The drug is well absorbed, its ingredients have a high degree of bioavailability - the combination of sodium chloride and potassium restores the normal level of salt balance, which in turn has a positive effect on cardiovascular activity.

Directions for use:

1 sachet of rehydron is diluted in 1 liter of warm purified or boiled water. The solution should be cooled, rehydron in liquid form should be used within 24 hours. Unused preparation is disposed of and a new solution is prepared as needed.

Before starting to take rehydron, you should calculate the drinking regimen depending on your body weight, taking into account the volume of liquid from other sources (breastfeeding, liquid food for older children). The following dosage is usually recommended - 10 milliliters per 1 kilogram of weight should be taken in 1 hour.

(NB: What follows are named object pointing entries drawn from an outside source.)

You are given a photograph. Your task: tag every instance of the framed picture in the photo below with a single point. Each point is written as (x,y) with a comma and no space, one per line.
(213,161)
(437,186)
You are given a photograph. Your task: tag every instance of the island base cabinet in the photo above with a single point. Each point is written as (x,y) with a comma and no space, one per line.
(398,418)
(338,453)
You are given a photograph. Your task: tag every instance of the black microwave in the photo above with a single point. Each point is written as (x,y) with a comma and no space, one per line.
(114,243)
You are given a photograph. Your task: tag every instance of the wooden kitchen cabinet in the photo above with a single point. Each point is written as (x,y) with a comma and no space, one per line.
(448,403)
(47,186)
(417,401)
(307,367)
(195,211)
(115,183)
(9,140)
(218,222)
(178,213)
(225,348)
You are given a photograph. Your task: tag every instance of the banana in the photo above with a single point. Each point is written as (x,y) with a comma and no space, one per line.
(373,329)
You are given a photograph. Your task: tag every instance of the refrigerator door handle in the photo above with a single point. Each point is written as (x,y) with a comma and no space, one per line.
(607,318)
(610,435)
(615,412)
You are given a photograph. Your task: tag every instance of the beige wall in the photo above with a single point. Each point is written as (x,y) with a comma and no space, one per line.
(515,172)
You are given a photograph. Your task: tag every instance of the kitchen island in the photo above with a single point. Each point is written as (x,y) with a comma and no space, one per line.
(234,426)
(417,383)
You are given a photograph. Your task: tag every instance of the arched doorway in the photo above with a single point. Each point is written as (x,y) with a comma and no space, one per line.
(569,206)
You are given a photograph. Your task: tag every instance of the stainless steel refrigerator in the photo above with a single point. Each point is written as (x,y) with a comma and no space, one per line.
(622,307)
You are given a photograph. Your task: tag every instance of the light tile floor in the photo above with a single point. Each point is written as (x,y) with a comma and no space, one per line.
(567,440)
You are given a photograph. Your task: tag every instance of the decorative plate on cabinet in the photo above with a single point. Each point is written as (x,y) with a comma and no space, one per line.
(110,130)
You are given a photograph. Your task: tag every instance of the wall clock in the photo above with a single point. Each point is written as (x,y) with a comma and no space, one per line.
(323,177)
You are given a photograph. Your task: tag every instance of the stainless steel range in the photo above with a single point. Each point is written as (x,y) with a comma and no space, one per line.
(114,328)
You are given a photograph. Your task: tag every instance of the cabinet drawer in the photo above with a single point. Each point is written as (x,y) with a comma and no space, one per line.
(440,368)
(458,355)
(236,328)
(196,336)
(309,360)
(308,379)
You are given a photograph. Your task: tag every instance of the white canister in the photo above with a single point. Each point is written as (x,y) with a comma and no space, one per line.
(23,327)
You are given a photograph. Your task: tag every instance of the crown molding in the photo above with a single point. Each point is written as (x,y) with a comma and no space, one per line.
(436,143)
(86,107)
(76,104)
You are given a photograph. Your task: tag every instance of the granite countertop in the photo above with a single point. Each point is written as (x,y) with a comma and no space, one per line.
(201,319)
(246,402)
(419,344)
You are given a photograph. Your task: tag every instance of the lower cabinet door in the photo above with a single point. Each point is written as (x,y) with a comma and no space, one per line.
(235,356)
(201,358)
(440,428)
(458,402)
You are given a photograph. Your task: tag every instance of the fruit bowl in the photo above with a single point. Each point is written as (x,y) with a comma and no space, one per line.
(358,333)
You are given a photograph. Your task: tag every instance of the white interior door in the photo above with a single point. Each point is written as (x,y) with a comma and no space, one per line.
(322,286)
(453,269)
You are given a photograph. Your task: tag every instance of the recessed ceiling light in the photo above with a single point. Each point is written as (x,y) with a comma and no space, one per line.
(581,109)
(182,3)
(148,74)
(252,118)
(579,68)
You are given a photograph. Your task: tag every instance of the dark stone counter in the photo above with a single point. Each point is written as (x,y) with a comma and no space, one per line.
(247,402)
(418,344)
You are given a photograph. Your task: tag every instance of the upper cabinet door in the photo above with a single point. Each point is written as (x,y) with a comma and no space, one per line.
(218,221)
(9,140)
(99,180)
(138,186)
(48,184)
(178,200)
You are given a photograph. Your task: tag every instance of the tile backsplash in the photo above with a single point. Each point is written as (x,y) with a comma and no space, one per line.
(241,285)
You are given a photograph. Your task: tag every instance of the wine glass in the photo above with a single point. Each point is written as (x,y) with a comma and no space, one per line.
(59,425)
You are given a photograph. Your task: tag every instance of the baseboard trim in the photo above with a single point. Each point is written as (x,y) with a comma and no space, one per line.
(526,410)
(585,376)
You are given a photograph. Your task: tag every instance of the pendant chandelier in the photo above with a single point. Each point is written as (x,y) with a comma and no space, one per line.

How to calculate the medicine?

  • The first 4-8 hours in case of a single episode of profuse vomiting without other complications and threatening symptoms - 100 milliliters per 1 kg of body weight for children over 1 year old (drink in small portions), then gradually reduce the dosage to 10 ml per 1 kg of weight.
  • For children over 3 years old - the first 5-6 hours after profuse vomiting, to avoid dehydration, it is necessary to give up to one liter during the specified period, then reduce the dose to 200 ml over 2 hours (fractionally).
  • A more precise regimen may be prescribed by a doctor depending on the factor causing vomiting, the age and condition of the child.

The course of therapy with rehydron should not exceed 2-3 days.

Regidron also has its contraindications, it is not safe. Contraindications:

  • Renal pathologies, including congenital ones.
  • Diabetes.
  • Obstruction of the esophagus, intestines.
  • Hyperkalemia.
  1. Dramamine is a drug indicated primarily if vomiting without fever and diarrhea in a child is caused by dysfunction of the central nervous system.

The drug has a mild effect on the central nervous system, the main basic substance dimenhydrinate inhibits it. Dramina is used as an anti-emetic, as a sedative, and also as an antihistamine for certain forms of allergy.

The effects of Dramamine can last up to 5-6 hours.

Indications: motion sickness, motion sickness syndrome, dizziness, vestibular disorders.

How to take Dramamine?

  • Children from 3 to 5-6 years. ¼ tablet before meals 30 minutes before, twice a day in case of potential long-term travel and motion sickness. If Dramamine solves the problem as a one-time antiemetic, you need to give ½ tablet and observe the child's condition.
  • Children over 6 years old - up to 10-12 years old. ½ tablet twice a day or 1 tablet once in a single case of vomiting.

Contraindications:

Age up to 1 year and some kidney diseases, dermatosis, bronchial asthma.

  1. Humana electrolyte as a medicine for dehydration. It is a good hypoosmolar agent that corrects the water-electrolyte balance, restores the energy potential of the child's body.

It is produced in the form of powder in sachets, diluted - 1 sachet in a glass of warm boiled water.

Humana electrolyte works effectively even in the treatment of children from the first days of life, and not only normalizes the fluid balance, but also replenishes the baby's body weight deficit lost during vomiting.

The composition includes the following components:

  • Sodium chloride.
  • Potassium citrate.
  • Glucose.
  • Maltodextrin.
  • Natural aromatic flavors (cumin or banana).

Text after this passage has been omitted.